A week later and swimming not far from the shore side, a chance conversation in the Plockton Inn with a bloke from Falkirk convinced me, actually it more convinced my wife, that I required a wetsuit for buoyancy and safe swimming. My only argument against this was I like being cold, but this was ignored by all.
A few weeks later, I was bobbing about in my new wetsuit close to the wee islands on Loch Chon in mid autumn with the Loch side trees turning more shades of red than an auburn haired girl, with a ruby ring and pastel rouge nail polish, painting a scarlet rusty car with a large Coca Cola sign in back ground….(you get the picture….). The water temperature was close to 9 degrees so was quite comfortable with no need for boots or gloves. The sky was grey overcast, the leaves on the trees were still there was not a breath of wind. I remember the scene vividly floating with my chin in the water and my mouth above. My arms and legs resembled the tree limbs by staying stationary. I was marveling at the perfect buoyancy of the my new wet suit. It was like the time we visited one of my friends in hospital and we spent an hour adjusting the neutral buoyancy of helium balloons to float in circles round her bed. It started raining large drops like small pebbles falling straight down, they were bouncing higher than my goggles, the soft put popping noises like a watery glockenspiel with expanding circles of ripples all combined to feel like an aboriginal blessing. (I stole this phrase from really nice guy we met in the Olgas, I offered the wrong couple the spare bed that night and would like to apologise to him.)

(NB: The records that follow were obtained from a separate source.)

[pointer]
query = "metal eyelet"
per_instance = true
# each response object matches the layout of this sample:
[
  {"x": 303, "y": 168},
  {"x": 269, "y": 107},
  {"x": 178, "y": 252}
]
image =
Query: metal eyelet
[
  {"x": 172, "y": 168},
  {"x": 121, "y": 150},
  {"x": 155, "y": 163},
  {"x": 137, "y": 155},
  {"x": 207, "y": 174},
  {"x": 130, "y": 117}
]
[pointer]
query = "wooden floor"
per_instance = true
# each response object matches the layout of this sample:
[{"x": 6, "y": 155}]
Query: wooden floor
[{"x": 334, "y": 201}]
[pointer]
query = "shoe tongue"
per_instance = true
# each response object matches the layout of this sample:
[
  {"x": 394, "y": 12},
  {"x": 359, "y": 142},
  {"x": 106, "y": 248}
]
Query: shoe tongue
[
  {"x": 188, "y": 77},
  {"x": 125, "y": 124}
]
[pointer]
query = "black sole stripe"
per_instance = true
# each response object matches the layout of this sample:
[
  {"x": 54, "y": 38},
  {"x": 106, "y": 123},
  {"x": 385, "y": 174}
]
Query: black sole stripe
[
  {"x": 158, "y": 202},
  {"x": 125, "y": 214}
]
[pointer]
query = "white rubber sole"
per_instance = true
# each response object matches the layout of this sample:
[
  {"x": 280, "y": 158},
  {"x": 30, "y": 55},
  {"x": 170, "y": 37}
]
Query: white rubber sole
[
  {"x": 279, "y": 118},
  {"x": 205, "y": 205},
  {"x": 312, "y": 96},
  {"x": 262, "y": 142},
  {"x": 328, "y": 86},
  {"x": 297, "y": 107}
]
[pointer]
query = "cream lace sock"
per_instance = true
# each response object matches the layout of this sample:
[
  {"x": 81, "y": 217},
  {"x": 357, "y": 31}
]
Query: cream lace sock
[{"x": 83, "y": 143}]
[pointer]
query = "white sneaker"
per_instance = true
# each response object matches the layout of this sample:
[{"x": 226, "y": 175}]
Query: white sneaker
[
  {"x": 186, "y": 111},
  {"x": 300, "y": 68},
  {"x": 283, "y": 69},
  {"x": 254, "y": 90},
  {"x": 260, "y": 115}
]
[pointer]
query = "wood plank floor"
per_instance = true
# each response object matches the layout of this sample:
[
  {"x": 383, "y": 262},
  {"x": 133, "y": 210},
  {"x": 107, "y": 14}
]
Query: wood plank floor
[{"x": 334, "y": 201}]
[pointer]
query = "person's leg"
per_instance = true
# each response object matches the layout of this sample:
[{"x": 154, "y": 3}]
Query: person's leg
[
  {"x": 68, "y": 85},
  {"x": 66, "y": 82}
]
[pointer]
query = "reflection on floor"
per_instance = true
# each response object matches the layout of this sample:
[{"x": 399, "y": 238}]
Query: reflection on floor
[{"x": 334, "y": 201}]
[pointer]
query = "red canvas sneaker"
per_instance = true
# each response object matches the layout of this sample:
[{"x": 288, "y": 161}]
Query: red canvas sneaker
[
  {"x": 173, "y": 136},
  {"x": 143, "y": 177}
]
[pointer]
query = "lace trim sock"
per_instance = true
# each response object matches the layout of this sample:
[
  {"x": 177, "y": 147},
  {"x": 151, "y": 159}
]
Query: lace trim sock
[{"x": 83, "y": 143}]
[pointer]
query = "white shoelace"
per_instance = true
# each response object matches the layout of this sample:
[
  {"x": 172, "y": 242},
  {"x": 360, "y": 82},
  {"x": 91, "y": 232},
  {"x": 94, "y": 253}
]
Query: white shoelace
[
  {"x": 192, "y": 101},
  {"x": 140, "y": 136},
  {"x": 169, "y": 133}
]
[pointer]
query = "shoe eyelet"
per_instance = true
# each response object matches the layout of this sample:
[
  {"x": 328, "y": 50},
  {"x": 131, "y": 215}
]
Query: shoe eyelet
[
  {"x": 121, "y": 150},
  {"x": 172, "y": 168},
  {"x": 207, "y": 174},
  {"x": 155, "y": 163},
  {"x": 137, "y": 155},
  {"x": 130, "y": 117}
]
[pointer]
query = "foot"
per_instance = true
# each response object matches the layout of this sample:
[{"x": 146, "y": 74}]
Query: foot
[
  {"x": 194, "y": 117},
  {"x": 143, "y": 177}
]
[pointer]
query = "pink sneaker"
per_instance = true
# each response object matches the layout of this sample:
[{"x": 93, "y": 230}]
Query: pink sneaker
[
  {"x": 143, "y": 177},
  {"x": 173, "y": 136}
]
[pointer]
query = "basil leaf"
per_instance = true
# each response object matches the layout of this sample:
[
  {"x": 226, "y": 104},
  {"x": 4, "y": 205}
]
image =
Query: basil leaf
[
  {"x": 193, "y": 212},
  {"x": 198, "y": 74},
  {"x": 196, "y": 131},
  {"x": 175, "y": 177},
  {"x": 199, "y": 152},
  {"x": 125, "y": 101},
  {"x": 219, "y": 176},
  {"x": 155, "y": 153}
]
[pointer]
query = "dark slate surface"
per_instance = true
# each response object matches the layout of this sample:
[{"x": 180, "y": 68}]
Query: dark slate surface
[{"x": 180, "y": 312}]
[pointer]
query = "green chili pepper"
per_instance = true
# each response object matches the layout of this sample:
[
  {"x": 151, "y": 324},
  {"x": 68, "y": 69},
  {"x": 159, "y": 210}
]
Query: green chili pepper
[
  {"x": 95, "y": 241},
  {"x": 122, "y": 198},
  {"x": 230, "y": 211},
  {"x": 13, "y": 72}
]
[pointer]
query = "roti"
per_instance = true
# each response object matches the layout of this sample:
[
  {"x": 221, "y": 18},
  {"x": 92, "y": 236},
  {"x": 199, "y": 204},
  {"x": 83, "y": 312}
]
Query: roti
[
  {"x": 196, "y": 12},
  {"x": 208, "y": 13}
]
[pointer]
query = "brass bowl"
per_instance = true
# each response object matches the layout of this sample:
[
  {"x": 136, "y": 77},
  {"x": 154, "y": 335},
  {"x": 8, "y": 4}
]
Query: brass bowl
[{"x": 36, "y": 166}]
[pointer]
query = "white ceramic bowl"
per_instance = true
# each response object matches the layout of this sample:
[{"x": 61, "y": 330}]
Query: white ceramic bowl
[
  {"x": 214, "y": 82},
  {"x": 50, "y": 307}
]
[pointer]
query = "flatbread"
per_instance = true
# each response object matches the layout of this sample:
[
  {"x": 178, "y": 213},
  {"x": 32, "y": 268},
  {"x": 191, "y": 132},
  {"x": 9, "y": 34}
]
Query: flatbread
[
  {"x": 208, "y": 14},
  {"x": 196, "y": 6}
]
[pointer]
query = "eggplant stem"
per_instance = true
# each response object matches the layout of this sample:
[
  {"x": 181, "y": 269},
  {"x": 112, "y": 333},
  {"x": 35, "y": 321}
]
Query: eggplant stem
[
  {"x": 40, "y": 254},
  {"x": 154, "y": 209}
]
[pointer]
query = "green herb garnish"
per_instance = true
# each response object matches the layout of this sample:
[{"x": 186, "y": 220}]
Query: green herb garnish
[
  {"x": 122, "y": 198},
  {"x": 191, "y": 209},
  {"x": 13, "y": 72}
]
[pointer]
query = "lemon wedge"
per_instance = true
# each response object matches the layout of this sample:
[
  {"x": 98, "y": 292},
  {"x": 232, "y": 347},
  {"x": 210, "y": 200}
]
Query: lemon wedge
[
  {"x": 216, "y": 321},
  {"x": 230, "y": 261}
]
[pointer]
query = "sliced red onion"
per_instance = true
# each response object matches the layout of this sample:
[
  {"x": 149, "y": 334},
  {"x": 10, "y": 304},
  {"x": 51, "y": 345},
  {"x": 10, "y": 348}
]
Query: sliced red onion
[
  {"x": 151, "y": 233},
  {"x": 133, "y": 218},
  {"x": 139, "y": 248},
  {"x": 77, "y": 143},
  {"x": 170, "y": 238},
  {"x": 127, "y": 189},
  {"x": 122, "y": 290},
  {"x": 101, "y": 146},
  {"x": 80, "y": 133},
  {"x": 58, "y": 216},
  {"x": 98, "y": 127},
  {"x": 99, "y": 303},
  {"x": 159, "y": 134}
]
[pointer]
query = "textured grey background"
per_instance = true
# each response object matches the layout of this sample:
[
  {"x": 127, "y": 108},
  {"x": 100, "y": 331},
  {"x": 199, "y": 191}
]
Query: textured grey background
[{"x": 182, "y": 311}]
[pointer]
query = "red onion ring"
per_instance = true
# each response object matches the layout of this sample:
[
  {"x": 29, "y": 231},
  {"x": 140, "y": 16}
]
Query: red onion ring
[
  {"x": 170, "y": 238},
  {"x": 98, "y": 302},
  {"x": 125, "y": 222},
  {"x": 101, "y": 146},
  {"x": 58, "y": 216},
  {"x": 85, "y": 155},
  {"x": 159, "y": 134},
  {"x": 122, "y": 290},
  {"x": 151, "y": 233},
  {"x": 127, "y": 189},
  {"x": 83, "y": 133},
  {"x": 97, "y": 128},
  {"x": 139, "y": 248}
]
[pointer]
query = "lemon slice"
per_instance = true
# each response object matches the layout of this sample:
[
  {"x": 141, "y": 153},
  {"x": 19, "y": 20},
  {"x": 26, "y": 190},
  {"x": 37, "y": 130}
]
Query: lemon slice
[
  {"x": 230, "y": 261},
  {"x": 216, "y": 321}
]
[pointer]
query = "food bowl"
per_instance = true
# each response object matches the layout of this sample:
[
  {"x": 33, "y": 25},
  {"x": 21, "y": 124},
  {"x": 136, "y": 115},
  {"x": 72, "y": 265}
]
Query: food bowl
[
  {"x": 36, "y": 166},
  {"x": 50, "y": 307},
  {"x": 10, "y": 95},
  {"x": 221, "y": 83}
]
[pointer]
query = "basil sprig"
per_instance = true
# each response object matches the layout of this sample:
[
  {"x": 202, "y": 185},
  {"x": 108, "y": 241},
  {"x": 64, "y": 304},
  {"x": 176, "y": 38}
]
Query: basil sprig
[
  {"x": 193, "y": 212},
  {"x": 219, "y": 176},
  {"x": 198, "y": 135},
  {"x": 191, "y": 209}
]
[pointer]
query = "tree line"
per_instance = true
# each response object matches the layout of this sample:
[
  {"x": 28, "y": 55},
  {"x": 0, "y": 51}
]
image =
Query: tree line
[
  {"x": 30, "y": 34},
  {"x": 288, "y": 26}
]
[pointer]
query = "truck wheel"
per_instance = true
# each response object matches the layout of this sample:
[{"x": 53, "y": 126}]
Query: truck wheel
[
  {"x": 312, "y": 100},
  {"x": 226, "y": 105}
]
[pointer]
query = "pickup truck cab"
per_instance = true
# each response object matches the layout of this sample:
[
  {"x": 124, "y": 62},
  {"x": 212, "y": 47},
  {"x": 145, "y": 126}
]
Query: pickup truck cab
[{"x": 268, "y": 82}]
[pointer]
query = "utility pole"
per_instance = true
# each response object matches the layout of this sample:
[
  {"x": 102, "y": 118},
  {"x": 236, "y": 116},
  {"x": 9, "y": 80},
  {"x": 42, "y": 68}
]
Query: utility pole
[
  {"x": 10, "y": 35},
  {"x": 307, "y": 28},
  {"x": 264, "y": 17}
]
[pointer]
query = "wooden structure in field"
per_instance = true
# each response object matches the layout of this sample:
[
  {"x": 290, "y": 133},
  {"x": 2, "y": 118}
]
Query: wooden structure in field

I still want to push my limits, find out how far and how cold I can get, but as the temperatures increase I will take off my boots and glove but I think I will keep my wet suit on when swimming solo which is 98% of the time. I would take the “aboriginal blessing rubber suit bloke” to “natural panic drowning feeling of trunk boy” everyday. It might be because I have to much to lose or I’m just to old or I really do enjoy my life so why fling away it for uncontrollable hands.